# Does no. of follicles = no. of eggs/thoughts on natural ivf



## greatgazza (May 27, 2010)

Sorry to sound dumb but does the number of follicles you produce mean the number of eggs you have produced?  

It's just that if i move to OEIVF for a couple of tries i was considering natural or mild IVF as at my age i don't want any more damage done (by all the drugs) to the eggs i may have left.  And if my lining seems ok and i'm producing some follies i was hoping i could manage without all the stimulation, I'd be interested in anyone's thoughts.  For my IUIs the doc also thought my FSH etc were pcos like so safer not to have meds due to risk of multiples but i guess with IVF you want lots of follies so that's not a risk but then you have the risk of OHSS...?

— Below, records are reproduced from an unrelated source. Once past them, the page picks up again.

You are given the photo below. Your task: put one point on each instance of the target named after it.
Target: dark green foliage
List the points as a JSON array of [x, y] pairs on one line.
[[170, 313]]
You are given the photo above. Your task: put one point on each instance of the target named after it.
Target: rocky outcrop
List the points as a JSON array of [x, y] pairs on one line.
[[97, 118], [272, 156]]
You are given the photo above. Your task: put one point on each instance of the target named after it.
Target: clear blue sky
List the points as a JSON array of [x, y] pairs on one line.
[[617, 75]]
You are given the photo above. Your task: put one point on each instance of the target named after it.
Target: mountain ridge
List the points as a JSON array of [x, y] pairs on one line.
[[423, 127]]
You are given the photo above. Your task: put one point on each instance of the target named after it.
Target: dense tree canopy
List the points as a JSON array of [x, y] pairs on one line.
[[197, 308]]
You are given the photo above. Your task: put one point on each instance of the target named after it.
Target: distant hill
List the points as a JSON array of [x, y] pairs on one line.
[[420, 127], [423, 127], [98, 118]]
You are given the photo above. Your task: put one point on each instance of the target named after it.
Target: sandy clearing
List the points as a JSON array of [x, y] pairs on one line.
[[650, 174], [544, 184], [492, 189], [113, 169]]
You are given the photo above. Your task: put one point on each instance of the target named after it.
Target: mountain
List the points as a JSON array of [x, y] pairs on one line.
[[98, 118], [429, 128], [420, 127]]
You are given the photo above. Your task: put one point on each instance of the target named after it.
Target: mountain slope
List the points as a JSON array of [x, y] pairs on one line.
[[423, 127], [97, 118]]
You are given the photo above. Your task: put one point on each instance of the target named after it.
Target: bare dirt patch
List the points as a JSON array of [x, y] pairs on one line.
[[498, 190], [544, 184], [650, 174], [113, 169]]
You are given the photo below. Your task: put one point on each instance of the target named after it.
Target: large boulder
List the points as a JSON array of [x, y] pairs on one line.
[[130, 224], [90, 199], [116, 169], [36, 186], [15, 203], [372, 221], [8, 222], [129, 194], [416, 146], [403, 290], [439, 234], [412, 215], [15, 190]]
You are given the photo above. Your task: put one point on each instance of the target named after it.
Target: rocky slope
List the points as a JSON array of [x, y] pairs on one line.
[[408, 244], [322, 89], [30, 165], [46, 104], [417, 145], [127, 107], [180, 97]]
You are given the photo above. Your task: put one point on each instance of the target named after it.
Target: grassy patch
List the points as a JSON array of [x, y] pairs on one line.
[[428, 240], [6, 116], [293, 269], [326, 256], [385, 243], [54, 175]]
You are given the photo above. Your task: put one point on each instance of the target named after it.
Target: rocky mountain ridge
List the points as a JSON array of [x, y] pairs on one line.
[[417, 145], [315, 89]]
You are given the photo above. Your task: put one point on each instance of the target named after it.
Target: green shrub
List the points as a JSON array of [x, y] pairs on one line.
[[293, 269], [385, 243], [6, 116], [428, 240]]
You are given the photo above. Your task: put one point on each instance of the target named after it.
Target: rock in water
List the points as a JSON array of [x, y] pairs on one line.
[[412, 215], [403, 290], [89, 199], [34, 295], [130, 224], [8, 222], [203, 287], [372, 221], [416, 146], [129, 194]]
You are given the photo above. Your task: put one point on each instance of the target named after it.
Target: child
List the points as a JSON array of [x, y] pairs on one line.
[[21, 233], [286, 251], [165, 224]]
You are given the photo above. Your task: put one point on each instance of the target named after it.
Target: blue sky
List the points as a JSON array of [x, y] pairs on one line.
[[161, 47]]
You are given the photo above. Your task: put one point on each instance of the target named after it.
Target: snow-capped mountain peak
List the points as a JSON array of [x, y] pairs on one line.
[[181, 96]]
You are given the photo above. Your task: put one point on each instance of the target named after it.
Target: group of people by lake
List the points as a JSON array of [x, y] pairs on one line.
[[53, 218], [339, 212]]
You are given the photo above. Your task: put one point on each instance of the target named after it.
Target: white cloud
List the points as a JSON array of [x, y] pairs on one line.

On my first unmedicated IUI on my day 9 scan my lining was 7mm and i had 4 'significantly large follicles, 5mm, 10mm, 13mm and 14mm'  on my second unmedicated IUI my day 12 scan showed some follies with one at 20mm and lining of 9mm.  The doc didn't say how many follies and annoyingly i didn't think to ask, he just talked about the good one and it being ready to go.

Would you consider a natural or mild ivf with these kind of results?  That's also why i asked about follies equalling eggs cos even though i may be producing follicles is there a chance they don't all have an egg in them?  I googled this today but didn't know how to word it to get the answers i needed but one article i did find said sometimes from 10 follies they retrieve 8 eggs at collection but that's often due to the egg not being found in the follicle by the doctor and taken up by the syringe.

Any thoughts appreciated

GG x


----------



## ♥JJ1♥ (Feb 11, 2006)

GG I can't help you re PCOS but when doing ivf the drs warn you that not every follicle will contain an egg it is an indication coupled with you oestrodial blood level at the time that gives then additional info. Some follies have no eggs unfortunately and then sometimes they find a bonus egg!!


----------



## lulumead (May 29, 2008)

hi GG


in my experience not all my follicles had eggs, that's basically the risk with natural IVF, you could go for EC and then not find one, or it then not fertilise...but the advantage is as no drugs you could go again the next month...its just very expensive if there is nothing to put back!!


xx


----------



## ♥JJ1♥ (Feb 11, 2006)

I've been looking into natural ivf create do a 3 cycle package for only £4k so less than half an average normal ivf cycle in uk!!


----------



## greatgazza (May 27, 2010)

So i guess if you have the drugs and you create more follies it just ups the chance that as you have more follies they might find more eggs?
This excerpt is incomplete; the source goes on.